この記事の後に、全体的なまとめを書こうと思います。
前回の記事
参考
今までは「iOSアプリ設計パターン入門」を参考書にして進めてきたのですが、TCAはこの本の出版後に登場したアーキテクチャーなので、当然載っていません。
なので、基本的にはネット上の情報をベースにして学習を進めました。
たぶんみんな入り口はイマジョーさんの↑の記事(or iOSDCの講演)がきっかけでこのアーキテクチャーを知ったのではないでしょうか。

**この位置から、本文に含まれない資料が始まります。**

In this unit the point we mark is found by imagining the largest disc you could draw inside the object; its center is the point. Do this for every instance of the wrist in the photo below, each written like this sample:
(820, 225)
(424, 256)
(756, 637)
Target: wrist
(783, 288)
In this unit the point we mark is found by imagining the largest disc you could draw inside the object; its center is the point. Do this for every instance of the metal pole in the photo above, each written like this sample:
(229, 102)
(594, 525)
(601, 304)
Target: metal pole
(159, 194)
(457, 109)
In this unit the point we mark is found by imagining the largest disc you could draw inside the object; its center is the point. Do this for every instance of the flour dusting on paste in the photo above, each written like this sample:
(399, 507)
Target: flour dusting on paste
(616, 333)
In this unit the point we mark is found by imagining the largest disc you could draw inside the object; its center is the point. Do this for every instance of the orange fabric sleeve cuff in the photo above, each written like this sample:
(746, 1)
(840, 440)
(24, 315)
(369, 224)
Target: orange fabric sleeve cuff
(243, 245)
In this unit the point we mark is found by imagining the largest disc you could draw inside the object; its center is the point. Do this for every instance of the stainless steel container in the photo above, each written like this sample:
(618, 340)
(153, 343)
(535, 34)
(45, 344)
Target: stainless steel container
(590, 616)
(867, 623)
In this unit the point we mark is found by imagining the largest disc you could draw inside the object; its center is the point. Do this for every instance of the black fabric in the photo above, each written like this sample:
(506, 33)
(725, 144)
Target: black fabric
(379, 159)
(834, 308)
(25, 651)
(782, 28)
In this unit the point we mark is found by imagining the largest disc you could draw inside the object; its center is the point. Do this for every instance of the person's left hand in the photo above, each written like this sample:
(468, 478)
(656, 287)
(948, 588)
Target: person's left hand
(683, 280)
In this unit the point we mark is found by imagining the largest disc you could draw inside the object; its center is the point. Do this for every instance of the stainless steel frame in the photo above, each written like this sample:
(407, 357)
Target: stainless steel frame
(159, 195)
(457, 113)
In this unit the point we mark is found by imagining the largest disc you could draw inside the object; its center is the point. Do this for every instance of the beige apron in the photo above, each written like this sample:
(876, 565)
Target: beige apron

この記事は素晴らしいんですが、所々話が飛躍しているところがあってついていけなかったり、あくまで紹介記事なのでこれ読んだら実装できるかというとそういう訳ではなかったりというのがありました。
実装ベースだと↑の記事から入る方がいいかもしれません。
ただ結局僕の場合、何読んでもちゃんと腹落ちできなかったので、結局公式のサンプルをひたすら読み解いて、疑問が出たら適宜解説を漁るというスタイルで進めることになりました。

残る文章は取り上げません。